One hundred years ago, however, it was not an absurd question. Nor were the following:

  • Should women serve on juries?
  • Should women be admitted to medical school?
  • Should women be allowed to own property?
  • Should women have a right to custody of their children if they were divorced?

One hundred years ago, reasonable people — both men and women — disagreed on these and other questions that today we would consider absurd and ludicrous.

And therein lies a problem — a problem we constantly have with our history. Because many issues have been decided (women’s suffrage, for one) and that decision has permeated our thinking, we look back on the debate and render a modern day judgment. In the case of women’s suffrage, that judgment is that those in favor of granting women the right to vote were right, moral and forward-thinking, and those against it were selfish, nefarious and corrupt.

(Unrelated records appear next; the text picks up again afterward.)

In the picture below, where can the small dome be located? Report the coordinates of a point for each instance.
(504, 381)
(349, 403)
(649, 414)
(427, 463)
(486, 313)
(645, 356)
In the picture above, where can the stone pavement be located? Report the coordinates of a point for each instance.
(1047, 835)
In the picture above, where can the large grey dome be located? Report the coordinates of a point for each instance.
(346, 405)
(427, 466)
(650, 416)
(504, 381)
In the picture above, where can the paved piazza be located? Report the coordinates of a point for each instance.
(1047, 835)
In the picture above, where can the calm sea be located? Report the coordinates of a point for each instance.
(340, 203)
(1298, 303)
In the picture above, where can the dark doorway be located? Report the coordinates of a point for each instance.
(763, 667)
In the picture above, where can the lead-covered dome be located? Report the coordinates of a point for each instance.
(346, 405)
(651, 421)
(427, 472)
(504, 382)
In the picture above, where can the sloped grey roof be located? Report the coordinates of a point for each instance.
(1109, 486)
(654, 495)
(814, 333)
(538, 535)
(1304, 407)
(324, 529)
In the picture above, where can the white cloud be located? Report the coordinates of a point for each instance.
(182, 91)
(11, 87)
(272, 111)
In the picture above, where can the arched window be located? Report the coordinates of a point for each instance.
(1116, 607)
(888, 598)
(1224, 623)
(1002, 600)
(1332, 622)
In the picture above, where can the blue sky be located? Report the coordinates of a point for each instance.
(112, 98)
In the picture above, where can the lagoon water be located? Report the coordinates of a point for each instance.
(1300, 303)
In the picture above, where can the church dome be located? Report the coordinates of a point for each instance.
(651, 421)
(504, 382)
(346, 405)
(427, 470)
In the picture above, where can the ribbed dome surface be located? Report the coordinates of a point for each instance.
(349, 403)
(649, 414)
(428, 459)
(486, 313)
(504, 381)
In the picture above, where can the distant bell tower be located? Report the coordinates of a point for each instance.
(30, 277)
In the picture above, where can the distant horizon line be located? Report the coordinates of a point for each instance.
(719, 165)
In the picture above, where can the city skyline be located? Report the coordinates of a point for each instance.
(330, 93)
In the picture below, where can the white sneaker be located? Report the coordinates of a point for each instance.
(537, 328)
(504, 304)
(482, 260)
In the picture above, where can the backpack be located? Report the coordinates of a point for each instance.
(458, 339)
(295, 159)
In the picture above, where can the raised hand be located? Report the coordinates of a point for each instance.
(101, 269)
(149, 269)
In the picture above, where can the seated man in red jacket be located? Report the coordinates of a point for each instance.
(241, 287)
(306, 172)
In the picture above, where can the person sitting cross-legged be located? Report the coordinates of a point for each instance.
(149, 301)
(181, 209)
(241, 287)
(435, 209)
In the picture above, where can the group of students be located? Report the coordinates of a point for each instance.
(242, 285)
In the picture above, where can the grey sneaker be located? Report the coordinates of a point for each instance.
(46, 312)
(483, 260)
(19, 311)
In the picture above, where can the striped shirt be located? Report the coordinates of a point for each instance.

By putting those labels on the “winners” and the “losers,” we miss the nuances and meanings of the debate. And we miss what it can really tell us about our culture and our history.

That’s one of the reasons that I have undertaken this study. (There are many other reasons, and I will outline some of those in subsequent posts.)

The debate over the franchise for women lasted for more than 70 years. It involved many of the great issues that have confronted American government and society since its founding. Some of the people involved were heroic (and not just those who favored it), and some were cowardly and cruel (and not just those who were against it).

It is, above all, a great story. Properly told, it can tell us a lot about ourselves.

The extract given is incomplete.